An optimal solution would identify the state requiring a minimum number of insertions, omissions, and replacements necessary to parse the new sequence. An efficient, heuristic approximation does a greedy search using a special marker. Each time the marked state in the FSM has a transition for the next token written by the user, the marker is moved forward, and a prediction is generated from that state. When there is no transition for the next token, a greedy search is conducted for some state (including the marked one and those reachable from it) that has a transition for some token (including the next one and those following). If such a state is found, the marker is moved forward to that state, tokens for the transitions of skipped states are assumed omitted, and novel tokens are assumed inserted. If no state past the marker has a transition for any of the remaining tokens, the remaining tokens are assumed to be replacements for the same number of the most likely transitions; the marker is not moved. If the user writes a subsequent token for which some state has a transition, the marker is moved as described above, and the syntax of the user's note is realigned with the learned syntax. Continuing with the simple PowerBook example, the marker is moved to State 1 of the FSM in Figure 7 because the initial state had a transition for the first token :NULL. Because State 1 doesn't have a transition for the next token "12288", a greedy search is conducted to find a nearby state that accepts either "12288", "K", or "PB". The state just before State 2 accepts "K", so the marker is moved to that state. Another greedy search is started to find a state that accepts "PB". Because one cannot be found, the heuristic parsing assumes that it should skip to the next transition. In this case the one labeled "PowerBook". Consequently, the system generates a prediction from State 2 to prompt the user.
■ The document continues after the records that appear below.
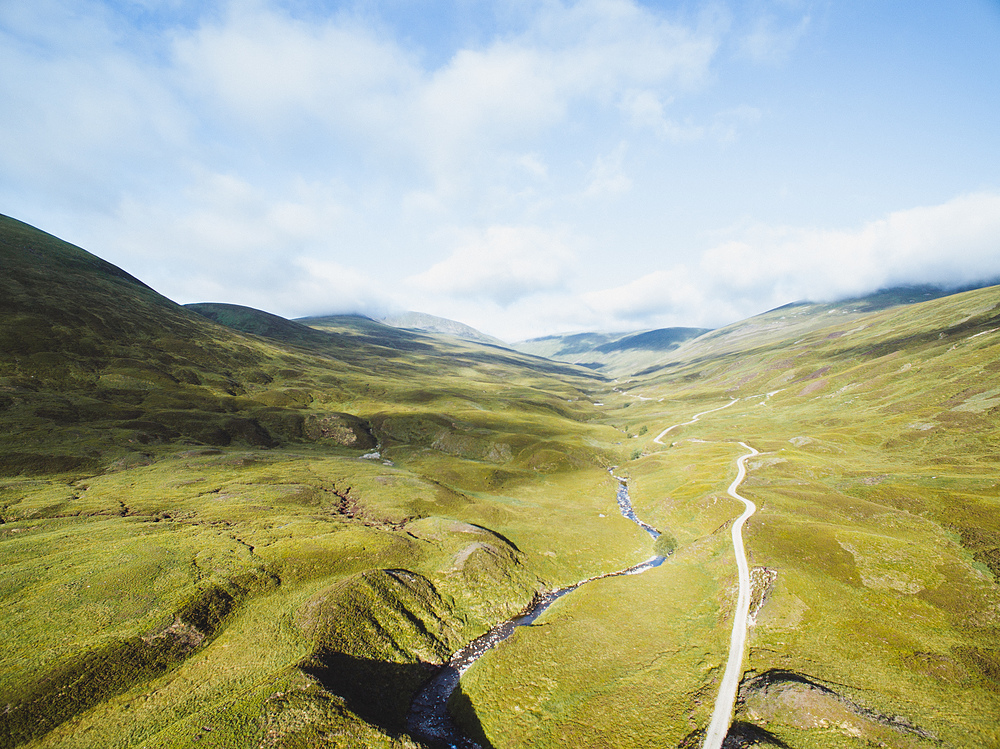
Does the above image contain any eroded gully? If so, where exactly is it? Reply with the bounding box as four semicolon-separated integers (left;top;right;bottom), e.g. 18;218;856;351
407;404;757;749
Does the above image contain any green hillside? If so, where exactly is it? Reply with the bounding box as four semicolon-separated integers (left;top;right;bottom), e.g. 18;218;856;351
0;215;636;749
515;286;992;379
463;283;1000;749
2;212;998;749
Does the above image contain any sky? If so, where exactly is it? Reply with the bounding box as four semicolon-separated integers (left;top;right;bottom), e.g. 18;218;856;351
1;0;999;342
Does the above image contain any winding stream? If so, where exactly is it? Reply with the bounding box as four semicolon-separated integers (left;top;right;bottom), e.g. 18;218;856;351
406;474;666;749
407;402;756;749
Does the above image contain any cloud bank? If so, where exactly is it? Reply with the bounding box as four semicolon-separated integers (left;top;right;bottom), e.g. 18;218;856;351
1;1;997;342
408;192;1000;341
574;191;1000;335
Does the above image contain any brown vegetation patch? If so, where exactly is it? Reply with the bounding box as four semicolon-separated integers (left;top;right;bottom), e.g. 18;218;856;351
738;669;936;743
796;379;827;397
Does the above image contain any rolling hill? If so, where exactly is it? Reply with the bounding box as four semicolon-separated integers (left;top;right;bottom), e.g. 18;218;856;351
379;311;507;347
0;214;632;749
515;284;996;379
2;212;998;749
513;327;711;374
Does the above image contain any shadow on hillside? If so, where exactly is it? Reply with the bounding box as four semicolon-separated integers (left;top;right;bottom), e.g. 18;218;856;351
447;682;497;749
449;347;604;378
725;721;793;747
678;722;792;749
302;652;495;748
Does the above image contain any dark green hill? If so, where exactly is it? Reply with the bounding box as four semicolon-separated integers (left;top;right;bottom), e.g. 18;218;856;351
186;302;337;347
1;214;208;360
519;331;624;357
830;281;999;312
300;313;597;378
0;215;603;474
0;215;309;463
0;214;627;749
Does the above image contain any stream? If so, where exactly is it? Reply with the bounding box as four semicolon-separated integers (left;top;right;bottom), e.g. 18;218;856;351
406;473;666;749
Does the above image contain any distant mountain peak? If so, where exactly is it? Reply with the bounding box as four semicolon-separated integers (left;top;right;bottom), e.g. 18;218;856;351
511;327;711;376
379;311;505;346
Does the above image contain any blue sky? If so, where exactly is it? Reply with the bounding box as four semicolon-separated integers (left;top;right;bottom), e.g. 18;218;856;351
1;0;999;340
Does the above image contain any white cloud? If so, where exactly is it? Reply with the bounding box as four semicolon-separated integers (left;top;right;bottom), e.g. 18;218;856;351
169;0;720;181
583;143;632;197
172;4;419;136
407;225;577;306
522;0;718;92
415;44;562;151
118;170;345;256
710;105;763;143
287;257;395;318
573;192;1000;332
0;0;190;201
103;170;371;313
701;192;1000;305
740;12;812;64
621;89;705;141
586;268;699;320
621;93;760;144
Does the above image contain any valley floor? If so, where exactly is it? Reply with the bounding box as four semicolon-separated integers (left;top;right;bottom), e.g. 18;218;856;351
3;216;999;748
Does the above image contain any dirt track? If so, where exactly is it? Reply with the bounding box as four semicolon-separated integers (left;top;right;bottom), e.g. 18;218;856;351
702;442;759;749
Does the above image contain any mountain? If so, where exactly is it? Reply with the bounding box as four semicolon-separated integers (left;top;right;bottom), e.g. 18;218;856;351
632;284;998;377
0;214;621;749
517;284;997;379
2;212;999;749
379;310;507;347
514;326;711;374
568;282;1000;748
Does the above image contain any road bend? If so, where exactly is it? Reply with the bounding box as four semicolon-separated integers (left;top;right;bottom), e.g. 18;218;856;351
652;399;737;444
702;442;759;749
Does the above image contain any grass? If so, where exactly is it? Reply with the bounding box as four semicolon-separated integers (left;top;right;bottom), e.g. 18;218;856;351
0;443;629;748
0;215;637;748
2;213;1000;748
581;284;1000;748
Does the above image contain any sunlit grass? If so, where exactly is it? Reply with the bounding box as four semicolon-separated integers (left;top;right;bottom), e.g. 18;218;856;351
2;214;999;748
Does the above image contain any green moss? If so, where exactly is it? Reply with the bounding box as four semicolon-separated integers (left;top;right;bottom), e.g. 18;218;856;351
653;531;677;556
0;637;182;748
177;584;234;634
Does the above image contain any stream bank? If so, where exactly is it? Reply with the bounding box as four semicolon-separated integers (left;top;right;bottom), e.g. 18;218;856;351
406;474;665;748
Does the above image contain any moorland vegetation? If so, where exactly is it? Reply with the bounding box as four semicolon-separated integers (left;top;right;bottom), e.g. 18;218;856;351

If the user decides to take notes about multiple domains, it may be necessary to learn a separate syntax for each domain. For example, a single syntax generalized over both the PowerBook and fabric pattern notes is likely to yield confusing predictions and an unnatural user interface. Maintenance of multiple finite-state machines is an instance of the clustering problem-deciding which notes should be clustered together to share a FSM. As Fisher (1987) discusses, this involves a trade-off between maximizing similarity within a cluster and minimizing similarity between clusters. Without the first criteria, all notes would be put into a single cluster. Without the second criteria, each note would be put into its own cluster.
One obvious approach would be to require the user to prepend each note with a unique token to identify each note's domain. This simplifies the clustering computation. All notes sharing the first token would share a FSM. However, with this scheme, the user would have to remember the identifying token or name for each domain. An interface could provide a pop-up list of all previously used domain identifiers. This is not satisfactory because it requires overhead not needed when taking notes on paper.
An alternative approach doesn't require any extra effort on the part of the user. A new note is grouped with the FSM that skips the fewest of its tokens. This heuristic encourages within cluster similarity because a FSM will accept new token sequences similar to those it summarizes. To inhibit the formation of single-note FSMs, a new FSM is constructed only if all other FSMs skip more than half of the new note's tokens. This is a parametrized solution to encourage between-cluster dissimilarity.